Le rayon laser mis au point à l’Institut de physique de Neuchâtel permet de transmettre des données à haut débit. Un concurrent sérieux pour le «last mile».
Transmettre des données informatiques à haut débit par rayon laser à travers l’espace sur de longues distances, on croirait lire de la science-fiction. C’est pourtant ce que permet de réaliser une récente découverte d’une équipe de chercheurs neuchâtelois.
Jusqu’ici, le laser ne pouvait être utilisé pour de telles applications, en raison de l’énorme chaleur qu’il produisait. Le laser « à cascade quantique », qui a permis à l’équipe du professeur Jérôme Faist de publier ses recherches dans le magazine Science en janvier, fonctionne en continu et à température ambiante.

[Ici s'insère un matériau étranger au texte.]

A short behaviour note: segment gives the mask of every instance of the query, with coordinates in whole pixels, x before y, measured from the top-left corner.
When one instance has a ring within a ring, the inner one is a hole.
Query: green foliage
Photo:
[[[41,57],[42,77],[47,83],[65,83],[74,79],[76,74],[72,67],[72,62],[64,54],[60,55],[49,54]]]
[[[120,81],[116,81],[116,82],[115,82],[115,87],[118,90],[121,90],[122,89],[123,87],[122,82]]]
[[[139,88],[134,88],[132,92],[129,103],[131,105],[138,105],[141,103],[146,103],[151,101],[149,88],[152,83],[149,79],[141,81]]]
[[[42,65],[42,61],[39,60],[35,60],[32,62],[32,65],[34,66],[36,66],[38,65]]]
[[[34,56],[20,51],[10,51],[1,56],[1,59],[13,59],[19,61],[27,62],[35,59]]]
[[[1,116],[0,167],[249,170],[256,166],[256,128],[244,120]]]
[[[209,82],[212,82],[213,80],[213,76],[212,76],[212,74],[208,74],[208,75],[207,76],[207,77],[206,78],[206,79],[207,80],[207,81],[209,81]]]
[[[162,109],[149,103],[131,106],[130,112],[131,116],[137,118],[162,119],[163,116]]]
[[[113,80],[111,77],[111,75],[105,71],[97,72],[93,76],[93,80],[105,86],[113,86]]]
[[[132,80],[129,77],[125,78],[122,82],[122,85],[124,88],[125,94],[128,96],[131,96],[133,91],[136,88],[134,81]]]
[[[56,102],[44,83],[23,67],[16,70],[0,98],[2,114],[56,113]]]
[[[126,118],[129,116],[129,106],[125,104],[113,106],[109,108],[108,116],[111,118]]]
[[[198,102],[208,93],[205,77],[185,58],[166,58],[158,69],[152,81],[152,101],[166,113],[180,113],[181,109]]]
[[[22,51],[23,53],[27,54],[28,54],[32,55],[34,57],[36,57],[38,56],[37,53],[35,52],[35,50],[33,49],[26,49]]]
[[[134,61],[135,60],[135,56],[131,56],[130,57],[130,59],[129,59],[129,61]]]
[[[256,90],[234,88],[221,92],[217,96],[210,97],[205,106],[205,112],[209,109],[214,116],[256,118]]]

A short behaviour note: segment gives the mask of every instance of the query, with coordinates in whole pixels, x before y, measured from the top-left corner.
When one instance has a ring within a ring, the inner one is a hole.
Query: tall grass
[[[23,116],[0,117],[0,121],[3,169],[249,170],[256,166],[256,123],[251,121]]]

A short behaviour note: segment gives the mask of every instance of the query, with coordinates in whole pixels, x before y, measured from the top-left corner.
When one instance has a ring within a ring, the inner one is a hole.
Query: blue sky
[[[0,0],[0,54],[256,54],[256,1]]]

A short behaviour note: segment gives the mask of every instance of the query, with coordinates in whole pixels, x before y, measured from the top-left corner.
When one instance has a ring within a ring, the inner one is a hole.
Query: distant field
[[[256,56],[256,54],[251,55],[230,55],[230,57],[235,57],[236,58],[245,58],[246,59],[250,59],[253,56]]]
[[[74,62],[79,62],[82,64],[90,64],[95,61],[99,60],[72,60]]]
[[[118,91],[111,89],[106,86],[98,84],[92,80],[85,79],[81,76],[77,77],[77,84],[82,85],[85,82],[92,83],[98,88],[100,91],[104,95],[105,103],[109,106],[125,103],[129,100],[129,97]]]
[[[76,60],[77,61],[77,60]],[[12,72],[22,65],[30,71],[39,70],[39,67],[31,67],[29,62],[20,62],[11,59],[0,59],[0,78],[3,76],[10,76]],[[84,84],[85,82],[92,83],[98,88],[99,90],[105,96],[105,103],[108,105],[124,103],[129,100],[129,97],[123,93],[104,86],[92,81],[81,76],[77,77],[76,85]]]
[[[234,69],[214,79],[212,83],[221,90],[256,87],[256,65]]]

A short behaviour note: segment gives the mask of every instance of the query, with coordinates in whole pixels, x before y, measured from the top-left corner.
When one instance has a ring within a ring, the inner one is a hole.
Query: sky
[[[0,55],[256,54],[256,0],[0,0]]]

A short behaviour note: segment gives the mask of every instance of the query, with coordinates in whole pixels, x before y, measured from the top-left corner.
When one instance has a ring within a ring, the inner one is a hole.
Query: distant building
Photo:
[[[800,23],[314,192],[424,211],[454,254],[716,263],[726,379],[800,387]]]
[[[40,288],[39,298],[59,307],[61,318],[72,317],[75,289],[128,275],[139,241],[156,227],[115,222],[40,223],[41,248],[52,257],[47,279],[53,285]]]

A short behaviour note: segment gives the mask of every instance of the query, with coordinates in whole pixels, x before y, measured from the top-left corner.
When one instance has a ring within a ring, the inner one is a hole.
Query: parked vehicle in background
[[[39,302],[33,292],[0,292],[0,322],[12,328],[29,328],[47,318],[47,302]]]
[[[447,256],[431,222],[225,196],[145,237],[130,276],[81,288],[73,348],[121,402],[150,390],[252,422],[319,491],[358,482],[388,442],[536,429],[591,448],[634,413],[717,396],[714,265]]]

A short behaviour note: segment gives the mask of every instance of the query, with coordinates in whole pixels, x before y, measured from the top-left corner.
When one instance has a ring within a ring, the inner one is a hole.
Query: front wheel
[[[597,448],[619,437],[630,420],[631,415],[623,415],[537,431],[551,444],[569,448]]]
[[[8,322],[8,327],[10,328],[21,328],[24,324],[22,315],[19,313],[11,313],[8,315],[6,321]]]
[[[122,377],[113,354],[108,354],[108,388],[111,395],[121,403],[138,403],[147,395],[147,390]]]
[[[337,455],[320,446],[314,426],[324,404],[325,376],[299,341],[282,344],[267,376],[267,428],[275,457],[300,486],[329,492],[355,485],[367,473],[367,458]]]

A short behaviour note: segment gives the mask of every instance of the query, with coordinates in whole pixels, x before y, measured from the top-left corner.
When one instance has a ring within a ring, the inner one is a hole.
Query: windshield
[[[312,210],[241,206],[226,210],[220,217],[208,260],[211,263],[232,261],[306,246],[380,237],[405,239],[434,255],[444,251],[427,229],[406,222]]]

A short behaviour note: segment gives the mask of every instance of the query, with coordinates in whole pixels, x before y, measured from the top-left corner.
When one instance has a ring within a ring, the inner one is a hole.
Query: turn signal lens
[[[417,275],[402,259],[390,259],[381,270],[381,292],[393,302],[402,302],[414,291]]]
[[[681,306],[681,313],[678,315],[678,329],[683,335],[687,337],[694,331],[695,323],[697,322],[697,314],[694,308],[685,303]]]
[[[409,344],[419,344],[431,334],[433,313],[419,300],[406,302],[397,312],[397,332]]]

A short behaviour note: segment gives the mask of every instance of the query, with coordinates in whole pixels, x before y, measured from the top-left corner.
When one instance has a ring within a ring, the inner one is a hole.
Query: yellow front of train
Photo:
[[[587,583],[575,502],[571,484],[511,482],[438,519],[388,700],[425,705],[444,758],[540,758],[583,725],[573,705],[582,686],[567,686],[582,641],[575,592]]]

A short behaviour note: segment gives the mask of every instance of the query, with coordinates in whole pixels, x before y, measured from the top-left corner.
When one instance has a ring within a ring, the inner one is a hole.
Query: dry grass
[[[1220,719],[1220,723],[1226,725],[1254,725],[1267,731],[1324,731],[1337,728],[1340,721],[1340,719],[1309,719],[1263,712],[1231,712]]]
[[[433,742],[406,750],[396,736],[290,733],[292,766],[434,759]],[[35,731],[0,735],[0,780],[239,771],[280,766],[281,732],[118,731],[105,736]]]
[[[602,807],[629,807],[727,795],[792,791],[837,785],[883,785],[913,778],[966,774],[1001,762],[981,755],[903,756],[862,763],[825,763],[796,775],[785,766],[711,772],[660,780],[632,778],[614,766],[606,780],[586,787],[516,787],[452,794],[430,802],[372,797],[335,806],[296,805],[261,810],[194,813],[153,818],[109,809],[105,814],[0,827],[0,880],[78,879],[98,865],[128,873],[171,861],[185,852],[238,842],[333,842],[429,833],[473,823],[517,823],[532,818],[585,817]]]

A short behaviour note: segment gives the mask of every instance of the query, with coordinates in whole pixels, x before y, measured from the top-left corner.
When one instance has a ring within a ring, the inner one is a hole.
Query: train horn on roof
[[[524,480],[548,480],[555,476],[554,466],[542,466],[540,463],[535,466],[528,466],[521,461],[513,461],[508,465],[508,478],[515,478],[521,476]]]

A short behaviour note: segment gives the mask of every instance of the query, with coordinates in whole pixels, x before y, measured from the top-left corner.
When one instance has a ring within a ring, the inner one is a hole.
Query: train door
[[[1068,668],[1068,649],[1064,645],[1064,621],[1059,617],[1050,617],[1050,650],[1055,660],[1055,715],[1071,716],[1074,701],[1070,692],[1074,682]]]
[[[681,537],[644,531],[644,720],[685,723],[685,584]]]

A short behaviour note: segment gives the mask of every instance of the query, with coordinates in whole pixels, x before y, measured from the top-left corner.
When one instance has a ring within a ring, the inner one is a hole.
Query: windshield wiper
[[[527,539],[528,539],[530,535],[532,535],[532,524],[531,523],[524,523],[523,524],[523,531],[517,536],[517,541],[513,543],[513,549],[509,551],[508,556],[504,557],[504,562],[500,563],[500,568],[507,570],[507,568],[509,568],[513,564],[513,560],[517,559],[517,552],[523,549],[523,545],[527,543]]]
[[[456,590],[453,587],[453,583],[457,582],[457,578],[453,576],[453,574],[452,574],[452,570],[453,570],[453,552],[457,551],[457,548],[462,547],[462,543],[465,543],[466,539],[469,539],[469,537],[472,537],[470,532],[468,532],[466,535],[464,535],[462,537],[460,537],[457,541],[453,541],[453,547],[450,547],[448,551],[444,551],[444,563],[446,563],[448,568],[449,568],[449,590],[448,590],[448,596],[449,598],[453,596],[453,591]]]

«Jusqu’à 39 degrés Celsius, notre rayon est stable, explique Mattias Beck, chercheur responsable du projet à l’Institut de physique de l’Université de Neuchâtel. Autres avantages: il n’est pas cher à produire et consomme peu d’énergie.»
Cette découverte concerne très directement le marché des télécoms. Séquencé en signaux, le laser permet de transmettre des données informatiques, un peu comme un langage morse accéléré. La technique est connue, puisque le laser s’utilise déjà à travers les fibres optiques. Mais la découverte neuchâteloise permet d’explorer un nouveau champ, celui de la transmission aérienne. Entre deux points distants de plusieurs kilomètres, ce laser transmet des données à des débits impressionnants soit, 155 à 625 Mbps.
Le laser ne peut pas traverser d’obstacle et les deux points doivent être en liaison visible. «Mais il traverse le brouillard et n’est pas dangereux, par exemple si quelqu’un passe devant le rayon, car il utilise une longueur d’onde invisible qui ne brûle pas», assure Mattias Beck.
Les débouchés sont énormes, et l’Institut de physique a certainement bien vu en créant il y a quelques années la société AlpesLasers, une spin-off qui se charge du marketing et de la vente de ces applications. «Nous avons déjà été approchés par des entreprises de télécoms américaines, se réjouit Antoine Müller, directeur d’AlpesLasers. Cette technologie peut s’utiliser par exemple pour relier les antennes relais de téléphonie mobile avec le réseau fixe, ou pour établir une liaison à haut débit avec un bâtiment.» Le signal étant optique, il ne nécessite pas de demande de concession d’émission: un gros avantage pour les opérateurs.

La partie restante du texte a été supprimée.